Drôme provençale, 1910. La filature familiale de Louis Bouscaret fait depuis peu face à une concurrence croissante venant de l’étranger. Son usine-pensionnat, qui recueille les orphelines et filles abandonnées de la région, bénéficie de leur travail acharné en échange d’une "éducation" assurée par la sévère soeur Agnès. Henriette, une nouvelle arrivante au visage à demi-caché derrière une mèche, rêve de dessiner un jour ses propres robes.
Les rangs des ouvrières – éreintées par des journées à rallonge et par la sévérité de soeur Agnès – sont peu à peu gagnés par le désordre lorsque l’une d’elle est touchée par une pneumonie.

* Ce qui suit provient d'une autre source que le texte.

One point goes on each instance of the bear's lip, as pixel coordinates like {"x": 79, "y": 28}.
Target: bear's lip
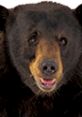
{"x": 47, "y": 84}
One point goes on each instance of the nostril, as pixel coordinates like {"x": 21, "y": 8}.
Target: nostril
{"x": 48, "y": 67}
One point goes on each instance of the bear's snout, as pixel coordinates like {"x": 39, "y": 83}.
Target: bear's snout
{"x": 48, "y": 67}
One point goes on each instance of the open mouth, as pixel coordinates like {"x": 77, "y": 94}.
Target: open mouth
{"x": 47, "y": 84}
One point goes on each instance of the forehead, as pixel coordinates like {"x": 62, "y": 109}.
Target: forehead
{"x": 46, "y": 19}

Pendant ce temps, chez les Bouscaret réapparaît Hyppolite, le cadet des enfants qui traîne avec lui le lourd secret familial. Mais lorsque le fils honni et la travailleuse révoltée se rencontrent, débute une idylle impossible dans laquelle prend racine des envies de subversion.
Tour à tour arrivées par convoi, Rose, une toute jeune pensionnaire de 14 ans, puis Suzanne, fille de bonne famille ayant fui un mariage arrangé, rejoignent bientôt l’entourage d’Henriette. Elles s'unissent face à l'oppression, animées par un même besoin d'émancipation.
Une filature menacée par la concurrence étrangère, un fils honni qui ressurgit, des orphelines asservies… un vent de changement souffle sur l’usine-pensionnat Bouscaret.
Ce récit combinant histoire industrielle du début du XXème siècle et trajectoire individuelle m'a emportée !
Le contexte social, consternant, se greffe à une intrigue amoureuse entre 2 protagonistes qui ne sont pas issus du même monde mais qui partagent certaines valeurs. Tour à tour révoltée par la situation de ces femmes exploitées et séduite par l'histoire d'amour, ce titre a tout de la saga familiale qui nous fait vivre un tourbillon.
Les personnages ont du relief et ne laissent pas indifférents et cette montée en puissance vers la révolte ouvrière non plus.
En somme, une lecture prenante et intelligente sur une partie peu connue de l'histoire ouvrière et, déjà, des combats féministes.
Petit bonus historique, un cahier documentaire particulièrement intéressant sur les usines-pensionnat conclut le roman graphique.